Dataslope logoDataslope

Data Modeling with Collections

Picking the right shape — list, set, map, map-of-list, map-of-set — for real-world domains

Most code, in the end, is some collection nested inside some other collection. The shape you choose is a modeling decision, not a performance one — pick wrongly and your code will be full of awkward loops and edge cases; pick well and most queries become one method call.

This chapter is about the shape of your data.

The "shape" mental model

Every modeling problem has three questions:

  1. Are duplicates allowed? If no, you want a Set.
  2. Is order meaningful? If yes, you want a List (or an ordered set/map).
  3. Is there a key by which we look things up? If yes, you want a Map.

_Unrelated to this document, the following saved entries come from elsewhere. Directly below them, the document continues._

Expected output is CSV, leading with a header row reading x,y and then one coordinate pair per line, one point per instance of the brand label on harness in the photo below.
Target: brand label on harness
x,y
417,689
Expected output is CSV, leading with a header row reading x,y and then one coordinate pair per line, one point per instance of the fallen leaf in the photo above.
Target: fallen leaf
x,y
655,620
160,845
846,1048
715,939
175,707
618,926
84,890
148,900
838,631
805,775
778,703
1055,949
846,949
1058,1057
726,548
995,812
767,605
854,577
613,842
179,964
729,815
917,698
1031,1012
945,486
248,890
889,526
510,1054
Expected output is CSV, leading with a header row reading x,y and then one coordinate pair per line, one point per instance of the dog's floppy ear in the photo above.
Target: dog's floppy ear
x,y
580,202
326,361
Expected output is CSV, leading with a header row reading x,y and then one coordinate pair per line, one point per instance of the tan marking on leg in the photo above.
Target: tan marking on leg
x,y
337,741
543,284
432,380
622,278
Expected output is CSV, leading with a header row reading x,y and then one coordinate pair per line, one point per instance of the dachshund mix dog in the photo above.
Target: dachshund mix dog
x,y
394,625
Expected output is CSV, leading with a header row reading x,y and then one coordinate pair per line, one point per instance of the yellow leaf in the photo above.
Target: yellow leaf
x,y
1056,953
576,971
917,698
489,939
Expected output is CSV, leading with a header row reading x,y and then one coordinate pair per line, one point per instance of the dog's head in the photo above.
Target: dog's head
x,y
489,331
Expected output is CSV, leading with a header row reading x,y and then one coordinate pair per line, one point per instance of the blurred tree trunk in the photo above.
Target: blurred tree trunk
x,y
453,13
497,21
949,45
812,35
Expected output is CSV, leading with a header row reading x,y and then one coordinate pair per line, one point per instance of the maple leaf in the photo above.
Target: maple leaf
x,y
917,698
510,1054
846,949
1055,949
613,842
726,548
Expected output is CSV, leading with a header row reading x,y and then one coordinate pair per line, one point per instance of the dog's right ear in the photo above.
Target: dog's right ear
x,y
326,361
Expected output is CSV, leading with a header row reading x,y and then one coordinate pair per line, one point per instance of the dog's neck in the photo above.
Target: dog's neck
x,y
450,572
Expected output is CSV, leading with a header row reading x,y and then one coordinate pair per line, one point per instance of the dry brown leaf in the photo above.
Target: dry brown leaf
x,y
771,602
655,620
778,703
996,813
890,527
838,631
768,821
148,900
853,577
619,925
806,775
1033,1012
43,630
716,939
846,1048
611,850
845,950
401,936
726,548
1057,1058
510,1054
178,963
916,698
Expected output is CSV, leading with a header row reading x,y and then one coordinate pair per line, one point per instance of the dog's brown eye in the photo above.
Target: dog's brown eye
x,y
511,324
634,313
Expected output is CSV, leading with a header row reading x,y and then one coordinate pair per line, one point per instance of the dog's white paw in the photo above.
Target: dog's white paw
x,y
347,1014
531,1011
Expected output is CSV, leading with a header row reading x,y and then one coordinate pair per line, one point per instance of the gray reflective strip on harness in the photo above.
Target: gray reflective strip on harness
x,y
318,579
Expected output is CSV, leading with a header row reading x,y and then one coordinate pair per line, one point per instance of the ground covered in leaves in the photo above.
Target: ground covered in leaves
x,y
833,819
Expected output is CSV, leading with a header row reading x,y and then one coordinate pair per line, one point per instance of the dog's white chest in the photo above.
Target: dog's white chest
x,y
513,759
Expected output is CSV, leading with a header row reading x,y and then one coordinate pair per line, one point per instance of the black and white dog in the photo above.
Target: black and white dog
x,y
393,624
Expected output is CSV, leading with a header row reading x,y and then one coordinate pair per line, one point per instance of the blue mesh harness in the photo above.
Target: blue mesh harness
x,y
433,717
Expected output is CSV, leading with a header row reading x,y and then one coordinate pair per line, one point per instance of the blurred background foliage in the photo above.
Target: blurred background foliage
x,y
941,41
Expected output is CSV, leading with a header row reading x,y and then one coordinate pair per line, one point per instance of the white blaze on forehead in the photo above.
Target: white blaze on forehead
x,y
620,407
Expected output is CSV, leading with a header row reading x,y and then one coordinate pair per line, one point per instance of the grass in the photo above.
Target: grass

Combine these and you get the four canonical shapes:

QuestionShape
"Ordered bag of things"List<T>
"Unique things, lookup by identity"Set<T>
"Lookup by key"Map<K, V>
"Each key maps to many values"Map<K, List<V>> or Map<K, Set<V>>

Worked example: a music library

Let's design the data of a tiny music library. Domain:

  • A library has many tracks.
  • Each track belongs to one album and one artist.
  • A track has a list of genres.
  • Listeners can like any track.
  • We need to be able to:
    • List all tracks by a given artist.
    • List all unique genres in the library.
    • Show the top-N most liked tracks.

First pass: lists everywhere

A naive design might use lists for everything:

record Track(String title, String artist, String album, List<String> genres, int likes) {}

class Library {
    private final List<Track> tracks = new ArrayList<>();
    // tracksByArtist(name): for-loop over tracks, filtering by artist
    // allGenres(): for-loop with a duplicate-checking inner loop
    // topLiked(n): sort and take
}

This works, but every query is O(n), every "is this duplicate?" check is hand-written, and the intent — "lookup by artist", "set of unique genres" — is hidden inside loop bodies.

Second pass: shape per query

If we let the questions drive the shape, we get:

  • "List all tracks by a given artist" → Map<String, List<Track>> tracksByArtist
  • "List all unique genres in the library" → Set<String> allGenres
  • "Top-N most liked tracks" → keep a List<Track> and sort on demand
Code Block
Java 8 (Update 492)

Notice what happened: tracksByArtist(name) went from an O(n) scan to an O(1) map lookup, not because we changed any algorithm, but because we stored the data in the shape we needed to query it.

Modeling relationships

Most "real" data is graph-shaped. You'll mainly model two flavors of relationship with collections:

1:N — one parent, many children

Map<ParentKey, List<Child>> (ordered) or Map<ParentKey, Set<Child>> (unique).

Example: orders per customer.

Map<CustomerId, List<Order>> ordersByCustomer = new HashMap<>();

N:M — many on both sides

Two complementary maps form a bidirectional index:

Map<UserId,    Set<TagId>>  tagsOfUser  = new HashMap<>();
Map<TagId,     Set<UserId>> usersOfTag  = new HashMap<>();

Whenever you tag a user, update both. The cost is a tiny bit of discipline on every write; the benefit is that both questions ("what tags does this user have?" and "which users have this tag?") become O(1).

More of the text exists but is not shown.